Flutter mobile app code audit

Categories: Development

Daria Orlova

Oct 07, 2022

•

11 min

What is code audit

According to Wikipedia:

A software code audit is a comprehensive analysis of source code in a programming project with the intent of discovering bugs, security breaches, or violations of programming conventions.

Code audit can be:

Performed as a service of its own, in order to determine the current state of the app and a roadmap for future development based on the findings.
The first step when inheriting the product and planning its future work.

It is important to note that the roadmap depends a lot on the goal of the client requesting the code audit. Even though a lot of the times it may seem like just throwing away the codebase and starting from scratch is a great idea, in reality, a more pragmatic approach is often a more productive one 😉

Client goals for code audit

As I said, a lot depends on the goals of the client:

If the app is in a tolerable state, and the goal is to just launch the MVP (Minimum Viable Product) ASAP to get first user feedback (or please the investors 😅) — it makes sense to prioritize tasks related to security and release, leaving performance issues for the next iteration.
If time & money are not an obstacle, and the goal is to release an amazing product, then it might be more productive to start from scratch.
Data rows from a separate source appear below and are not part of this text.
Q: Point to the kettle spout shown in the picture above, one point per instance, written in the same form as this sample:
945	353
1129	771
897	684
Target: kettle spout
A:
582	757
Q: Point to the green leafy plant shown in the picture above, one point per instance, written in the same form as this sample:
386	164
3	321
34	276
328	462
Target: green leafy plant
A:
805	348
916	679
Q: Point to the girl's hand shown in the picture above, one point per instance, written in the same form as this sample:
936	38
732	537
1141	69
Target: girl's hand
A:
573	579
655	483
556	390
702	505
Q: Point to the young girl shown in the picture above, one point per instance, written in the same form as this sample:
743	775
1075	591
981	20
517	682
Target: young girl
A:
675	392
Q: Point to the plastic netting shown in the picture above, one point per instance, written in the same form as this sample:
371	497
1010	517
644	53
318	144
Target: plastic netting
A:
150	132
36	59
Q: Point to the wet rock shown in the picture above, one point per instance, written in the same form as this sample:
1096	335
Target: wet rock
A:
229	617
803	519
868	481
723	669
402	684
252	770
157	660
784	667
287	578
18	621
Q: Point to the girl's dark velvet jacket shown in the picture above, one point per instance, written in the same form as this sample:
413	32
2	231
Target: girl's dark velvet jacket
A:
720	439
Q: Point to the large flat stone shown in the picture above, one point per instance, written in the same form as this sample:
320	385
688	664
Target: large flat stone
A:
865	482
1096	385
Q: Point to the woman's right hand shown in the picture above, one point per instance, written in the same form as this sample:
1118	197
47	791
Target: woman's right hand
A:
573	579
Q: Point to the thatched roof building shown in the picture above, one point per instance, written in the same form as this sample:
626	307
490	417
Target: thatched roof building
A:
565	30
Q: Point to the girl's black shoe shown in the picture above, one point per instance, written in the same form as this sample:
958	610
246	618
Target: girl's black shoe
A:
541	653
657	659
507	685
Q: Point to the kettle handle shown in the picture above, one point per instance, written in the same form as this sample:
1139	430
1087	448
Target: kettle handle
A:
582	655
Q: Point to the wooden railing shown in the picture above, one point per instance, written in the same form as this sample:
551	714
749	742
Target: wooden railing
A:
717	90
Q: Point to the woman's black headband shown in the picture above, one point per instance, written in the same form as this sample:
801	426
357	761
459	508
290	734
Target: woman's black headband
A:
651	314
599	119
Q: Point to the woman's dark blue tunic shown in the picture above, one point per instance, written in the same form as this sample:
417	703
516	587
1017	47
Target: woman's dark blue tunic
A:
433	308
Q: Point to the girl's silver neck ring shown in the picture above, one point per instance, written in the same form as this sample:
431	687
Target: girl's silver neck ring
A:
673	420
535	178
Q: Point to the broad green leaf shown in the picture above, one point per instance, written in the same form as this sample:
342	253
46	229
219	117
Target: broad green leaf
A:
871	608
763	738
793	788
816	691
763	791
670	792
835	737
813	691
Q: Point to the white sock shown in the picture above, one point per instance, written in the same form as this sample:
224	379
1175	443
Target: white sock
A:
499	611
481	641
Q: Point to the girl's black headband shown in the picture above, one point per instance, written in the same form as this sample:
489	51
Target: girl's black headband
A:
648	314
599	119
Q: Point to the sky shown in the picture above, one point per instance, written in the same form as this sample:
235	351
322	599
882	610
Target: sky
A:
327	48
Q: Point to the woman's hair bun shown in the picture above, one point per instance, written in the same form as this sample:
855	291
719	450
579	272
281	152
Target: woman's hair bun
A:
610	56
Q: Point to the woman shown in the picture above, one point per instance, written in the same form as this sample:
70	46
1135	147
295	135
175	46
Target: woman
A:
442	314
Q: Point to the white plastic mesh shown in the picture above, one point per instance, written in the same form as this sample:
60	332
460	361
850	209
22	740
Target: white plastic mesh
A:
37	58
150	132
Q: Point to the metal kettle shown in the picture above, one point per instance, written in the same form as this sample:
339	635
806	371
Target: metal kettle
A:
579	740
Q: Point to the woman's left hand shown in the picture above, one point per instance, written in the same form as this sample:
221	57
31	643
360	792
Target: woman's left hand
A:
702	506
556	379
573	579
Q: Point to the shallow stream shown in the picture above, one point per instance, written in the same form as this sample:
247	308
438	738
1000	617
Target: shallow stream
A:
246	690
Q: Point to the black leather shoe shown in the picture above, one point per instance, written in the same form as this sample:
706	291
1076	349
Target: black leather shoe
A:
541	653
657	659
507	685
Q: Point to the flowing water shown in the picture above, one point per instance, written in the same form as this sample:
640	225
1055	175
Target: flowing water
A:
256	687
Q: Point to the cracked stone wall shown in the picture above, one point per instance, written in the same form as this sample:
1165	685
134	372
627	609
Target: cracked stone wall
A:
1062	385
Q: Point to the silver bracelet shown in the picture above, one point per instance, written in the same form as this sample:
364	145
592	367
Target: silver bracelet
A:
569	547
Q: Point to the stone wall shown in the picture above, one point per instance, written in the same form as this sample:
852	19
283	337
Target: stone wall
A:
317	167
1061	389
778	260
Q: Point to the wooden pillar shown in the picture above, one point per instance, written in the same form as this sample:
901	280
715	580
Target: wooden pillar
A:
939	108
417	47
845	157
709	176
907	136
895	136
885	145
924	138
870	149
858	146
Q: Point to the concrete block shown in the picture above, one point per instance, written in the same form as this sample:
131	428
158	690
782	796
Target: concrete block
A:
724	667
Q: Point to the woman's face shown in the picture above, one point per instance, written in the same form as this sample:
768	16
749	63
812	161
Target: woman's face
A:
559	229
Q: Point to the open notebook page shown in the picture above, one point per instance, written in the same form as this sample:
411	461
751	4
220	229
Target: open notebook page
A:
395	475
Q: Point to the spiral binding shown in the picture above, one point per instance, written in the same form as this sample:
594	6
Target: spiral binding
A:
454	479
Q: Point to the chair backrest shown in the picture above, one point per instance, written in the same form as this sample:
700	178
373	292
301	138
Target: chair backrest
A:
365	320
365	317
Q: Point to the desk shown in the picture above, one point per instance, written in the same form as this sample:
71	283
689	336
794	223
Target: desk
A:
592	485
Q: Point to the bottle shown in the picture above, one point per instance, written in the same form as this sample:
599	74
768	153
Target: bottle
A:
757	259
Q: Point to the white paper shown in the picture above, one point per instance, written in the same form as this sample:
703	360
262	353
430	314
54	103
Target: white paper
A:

Again, depending on the app state, because in this case “tolerable” may not be enough, and starting from scratch may be faster and better than fixing all of the issues.
If it is already an existing product and an immediate full rewrite is not justified from the product perspective, it is very important to plan the roadmap carefully for a healthy combination of new feature development & fixing of the existing issues.

There are trade-offs for every goal & it’s crucial to understand them so that the results can meet expectations.

What does a technical code audit consist of?

Now, it’s important to set expectations here. What I will be describing is the technical code audit that can be performed by one developer (given the size of the codebase is sane for one person to handle). It does not intend to cover things like full functionality testing or a thorough system security audit, because these are services of their own. The points mentioned here are based on auditing a Flutter app codebase, but most of them are easily transferable to native apps too.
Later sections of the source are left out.